3. Campaign to Legalize Physician Assisted Suicide Continues in New York

As the New York State legislature weighs a bill that would legalize the practice of physician assisted suicide in the state, the widower of Brittany Maynard, the 29 year old woman who moved to Oregon to utilize its physician assisted suicide laws in 2014, traveled to Albany to promote the bill. Before taking her own life, Maynard garnered national attention—receiving a full profile in People magazine and countless other papers and media outlets. Her husband, it seems, can’t seem to stay away from the spotlight either and is now touring the country with Compassion and Choices promoting the practice of assisted suicide.

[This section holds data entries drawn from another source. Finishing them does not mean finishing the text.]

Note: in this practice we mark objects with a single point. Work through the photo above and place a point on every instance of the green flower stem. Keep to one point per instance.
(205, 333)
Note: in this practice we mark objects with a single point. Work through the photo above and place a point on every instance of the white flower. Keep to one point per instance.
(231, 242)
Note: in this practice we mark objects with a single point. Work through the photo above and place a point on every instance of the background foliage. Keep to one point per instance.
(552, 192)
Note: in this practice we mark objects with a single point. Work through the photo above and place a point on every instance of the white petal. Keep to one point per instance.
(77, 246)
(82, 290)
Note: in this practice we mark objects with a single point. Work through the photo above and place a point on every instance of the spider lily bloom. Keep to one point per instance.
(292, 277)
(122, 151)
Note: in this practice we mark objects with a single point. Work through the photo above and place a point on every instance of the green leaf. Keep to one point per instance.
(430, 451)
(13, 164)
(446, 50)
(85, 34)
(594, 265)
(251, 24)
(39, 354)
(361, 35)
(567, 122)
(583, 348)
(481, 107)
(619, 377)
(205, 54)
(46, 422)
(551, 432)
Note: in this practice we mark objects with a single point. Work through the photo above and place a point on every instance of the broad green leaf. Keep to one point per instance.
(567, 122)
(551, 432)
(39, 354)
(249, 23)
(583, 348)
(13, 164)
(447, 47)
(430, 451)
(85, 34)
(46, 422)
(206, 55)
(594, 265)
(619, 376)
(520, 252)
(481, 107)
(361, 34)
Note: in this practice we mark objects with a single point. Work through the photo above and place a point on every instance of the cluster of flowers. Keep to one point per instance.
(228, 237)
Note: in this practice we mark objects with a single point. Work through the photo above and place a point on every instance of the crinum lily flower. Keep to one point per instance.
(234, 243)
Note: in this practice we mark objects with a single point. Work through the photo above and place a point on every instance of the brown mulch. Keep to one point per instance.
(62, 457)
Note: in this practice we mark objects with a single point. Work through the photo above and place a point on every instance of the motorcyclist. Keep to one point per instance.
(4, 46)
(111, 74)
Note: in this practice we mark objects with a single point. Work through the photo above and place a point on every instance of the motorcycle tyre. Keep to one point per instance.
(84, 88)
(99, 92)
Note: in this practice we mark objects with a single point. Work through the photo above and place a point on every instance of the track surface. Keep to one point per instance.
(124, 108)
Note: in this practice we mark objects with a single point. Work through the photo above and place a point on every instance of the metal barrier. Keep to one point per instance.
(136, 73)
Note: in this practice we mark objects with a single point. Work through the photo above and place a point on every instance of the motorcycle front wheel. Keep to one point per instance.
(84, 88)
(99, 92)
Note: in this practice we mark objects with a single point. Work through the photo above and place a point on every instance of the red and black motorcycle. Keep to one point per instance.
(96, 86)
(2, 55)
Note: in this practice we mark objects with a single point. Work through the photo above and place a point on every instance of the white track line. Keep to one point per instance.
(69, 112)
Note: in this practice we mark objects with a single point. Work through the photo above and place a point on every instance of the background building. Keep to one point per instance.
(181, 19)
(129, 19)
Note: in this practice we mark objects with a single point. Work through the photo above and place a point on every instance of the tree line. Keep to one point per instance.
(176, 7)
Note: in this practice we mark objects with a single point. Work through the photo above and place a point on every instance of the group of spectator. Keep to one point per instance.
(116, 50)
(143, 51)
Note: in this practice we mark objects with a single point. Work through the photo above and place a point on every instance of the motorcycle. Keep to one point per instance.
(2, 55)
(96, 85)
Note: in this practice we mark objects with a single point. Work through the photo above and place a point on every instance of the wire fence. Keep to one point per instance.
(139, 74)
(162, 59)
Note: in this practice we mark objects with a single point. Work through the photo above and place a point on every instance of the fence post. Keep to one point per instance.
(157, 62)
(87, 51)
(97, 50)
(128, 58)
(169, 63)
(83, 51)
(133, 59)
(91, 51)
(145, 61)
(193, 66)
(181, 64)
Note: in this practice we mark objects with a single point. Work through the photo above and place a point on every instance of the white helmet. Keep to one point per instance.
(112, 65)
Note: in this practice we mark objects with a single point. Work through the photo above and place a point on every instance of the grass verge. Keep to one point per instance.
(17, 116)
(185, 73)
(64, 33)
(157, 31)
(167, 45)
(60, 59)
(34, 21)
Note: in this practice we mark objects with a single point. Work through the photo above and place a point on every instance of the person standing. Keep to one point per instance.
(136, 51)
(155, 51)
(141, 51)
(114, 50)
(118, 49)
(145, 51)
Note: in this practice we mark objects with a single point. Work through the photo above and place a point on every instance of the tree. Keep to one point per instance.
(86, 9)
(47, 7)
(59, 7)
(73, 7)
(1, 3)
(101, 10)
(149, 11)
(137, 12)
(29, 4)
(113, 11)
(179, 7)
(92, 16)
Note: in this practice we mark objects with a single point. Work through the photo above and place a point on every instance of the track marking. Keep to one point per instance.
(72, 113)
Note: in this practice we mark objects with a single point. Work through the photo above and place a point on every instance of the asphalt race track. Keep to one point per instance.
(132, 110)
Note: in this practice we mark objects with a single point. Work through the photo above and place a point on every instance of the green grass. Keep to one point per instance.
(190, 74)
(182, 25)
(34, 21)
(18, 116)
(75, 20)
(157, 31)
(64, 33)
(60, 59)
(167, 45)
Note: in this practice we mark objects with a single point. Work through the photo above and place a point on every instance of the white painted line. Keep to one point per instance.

4. Sweden Sets an Example with Surrogacy

This week the government of Sweden concluded its study on surrogacy, which is expected to be approved by Parliament later this year. In the report they recommended that all surrogacy be banned—both commercial and altruistic. This alone is worth celebrating, but the Swedes went even further: they are taking steps to prevent their citizens from going abroad to pursue surrogacy. Sweden now offers a model for the rest of the world to follow in preventing the exploitation of women and children. We applaud their efforts.

5. California Surrogate Delivers and is now in Custody Battle

You may recall that it was CBC that first broke the story of Melissa Cook, the California surrogate pregnant with triplets and under pressure from the intended father to abort one child. This week she delivered all three babies prematurely. To date, she has not been allowed to even see the children. Meanwhile, these children are being deprived of critical mother-child bonding. As this case evidences, it’s the children who suffer most from the practice of surrogacy. They have become mere pawns while the intended father fights to keep them from the woman who brought them into this world. We’re on the front lines of this case and will keep you posted as to whether justice prevails.